In its opening salvo bringing bitcoin under the watchful eye of the federal government, the Financial Crimes Enforcement Network (FinCEN) issued a Guidance (FIN-2013-G001) in March 2013 clarifying that anti-money laundering regulations concerning record keeping and recording apply to digital currency exchanges.  Under this initial guidance, a bitcoin exchange that allows users to buy bitcoin with real currency and sell bitcoin for real currency must file as a money services business (MSB) as defined under the Bank Secrecy Act (BSA) with FinCEN (but a user who simply obtains virtual currency and uses it to purchase real or virtual goods or services would not be subject to FinCEN regulations).

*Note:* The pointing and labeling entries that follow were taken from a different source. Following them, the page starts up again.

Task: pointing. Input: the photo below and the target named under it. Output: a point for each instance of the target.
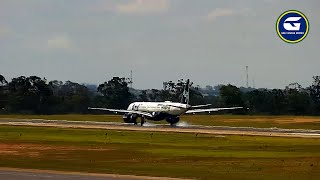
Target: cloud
(59, 42)
(134, 7)
(216, 13)
(4, 31)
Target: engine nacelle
(130, 118)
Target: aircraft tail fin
(185, 94)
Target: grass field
(291, 122)
(160, 154)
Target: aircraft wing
(210, 110)
(123, 111)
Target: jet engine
(173, 120)
(130, 118)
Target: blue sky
(210, 42)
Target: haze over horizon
(209, 42)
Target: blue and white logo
(292, 26)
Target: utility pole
(247, 72)
(130, 80)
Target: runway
(18, 174)
(181, 127)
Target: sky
(209, 42)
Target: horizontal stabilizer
(211, 110)
(203, 105)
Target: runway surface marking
(35, 174)
(180, 128)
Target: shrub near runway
(291, 122)
(160, 154)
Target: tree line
(35, 95)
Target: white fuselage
(163, 107)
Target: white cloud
(134, 7)
(216, 13)
(4, 31)
(59, 42)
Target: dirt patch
(34, 150)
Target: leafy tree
(298, 100)
(115, 93)
(173, 91)
(3, 92)
(314, 91)
(69, 97)
(143, 96)
(29, 94)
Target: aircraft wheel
(173, 120)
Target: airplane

Yesterday, FinCEN issued two additional rulings that answer questions submitted by two companies seeking guidance on whether they must register as MSBs and be subject to the accompanying reporting, recordkeeping and monitoring requirements.  These rulings are important in further clarifying the scope of its initial March 2013 guidance.

In FIN-2014-R011, “Request for Administrative Ruling on the Application of FinCEN’s Regulations to a Virtual Currency Trading Platform,” one company asked whether its plans to set up a virtual currency trading and booking platform would make it subject to FinCEN regulations.  Specifically, the company’s plan involved a trading system to match offers to buy and sell convertible virtual currency for real currency anonymously among the platform’s customers (inter-account transfers or payments from customer accounts to third-parties would be prohibited).  In response, the agency ruled that such a trading platform would be considered an MSB:

A person that accepts currency, funds, or any value that substitutes for currency, with the intent and/or effect of transmitting currency, funds, or any value that substitutes for currency to another person or location if a certain predetermined condition established by the transmitter is met, is a money transmitter under FinCEN’s regulations.” […] The Company is facilitating the transfer of value, both real and virtual, between third parties.

The method of funding the transactions is not relevant to the definition of money transmitter. An exchanger will be subject to the same obligations under FinCEN regulations regardless of whether the exchanger acts as a broker (attempting to match two (mostly) simultaneous and offsetting transactions involving the acceptance of one type of currency and the transmission of another) or as a dealer (transacting from its own reserve in either convertible virtual currency or real currency). Therefore, FinCEN finds that the Company is acting as an exchanger of convertible virtual currency, as that term was described in the Guidance.

In FIN-2014-R012, “Request for Administrative Ruling on the Application of FinCEN’s Regulations to a Virtual Currency Payment System,” another company asked whether a proposed convertible virtual currency payment system for the hotel industry that accepted customers’ credit card payments and transferred the payments to the merchants in the form of bitcoin (presumably to avoid substantial foreign exchange risks in Latin America) would make the company a MSB.  Under such a payment system, the merchants would be paid using the company’s own large reserve of bitcoins.  FinCEN responded that if the company sets up such a payment system, the company would be a money transmitter and subject to regulations because “it engages as a business in accepting and converting the customer’s real currency into virtual currency for transmission to the merchant.”

The agency further stated:

The fact that the Company uses its cache of Bitcoin to pay the merchant is not relevant to whether it fits within the definition of money transmitter. An exchanger will be subject to the same obligations under FinCEN regulations regardless of whether the exchanger acts as a broker (attempting to match two (mostly) simultaneous and offsetting transactions involving the acceptance of one type of currency and the transmission of another) or as a dealer (transacting from its own reserve in either convertible virtual currency or real currency).

As the bitcoin ecosystem matures and new business models develop, the reach of federal anti-money laundering regulations may be unclear in certain circumstances.